This edition of the State of Kubernetes Security Report examines how companies are adopting Kubernetes, containers, and cloud-native technologies while meeting the challenges of securing their vital Kubernetes applications. This report compiles the survey results from more than 500 DevOps, engineering, and security professionals and uncovers new findings about how companies that embrace containers and Kubernetes implement DevSecOps initiatives to protect their cloud-native environments. The survey was conducted by StackRox before its acquisition by Red Hat in early 2021.
Because security as the biggest area of concern with container adoption and security issues continue to cause delays in deploying applications into production, we also look at the most common types of security incidents that companies experience in their Kubernetes environments.
The survey results highlight the importance of collaboration across Dev, Ops, and Security teams to implement security early in the development life cycle to realize the greatest benefit of Kubernetes—innovating fast. We are heartened to see so many organizations adopting DevSecOps—75% of organizations have initiatives in place that increase collaboration between DevOps and Security teams.
Nearly everyone—94% of respondents—admitted to experiencing a security incident in the last 12 months. In many cases, the cause was a misconfiguration. But a sizable portion also identified a major vulnerability, experienced a runtime incident, or failed an audit. These findings become more critical when respondents have deployed their Kubernetes workloads in production environments.

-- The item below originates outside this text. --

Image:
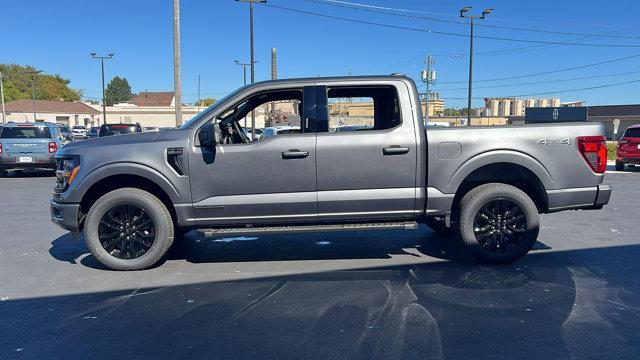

We encourage you to benchmark yourself against the findings in this report to determine how you can accelerate your efforts to apply security controls across containers and Kubernetes. Delaying security could mean delaying innovation and putting the business benefits of Kubernetes at risk. There are many security advantages you can use in containers and Kubernetes—from declarative configuration and immutable infrastructure to the isolation inherent in containerized applications. Organizations, however, need the knowledge, tooling, and processes to put those capabilities to work so they can benefit from the sizable advantages of running fast in a DevOps-driven, cloud-native world.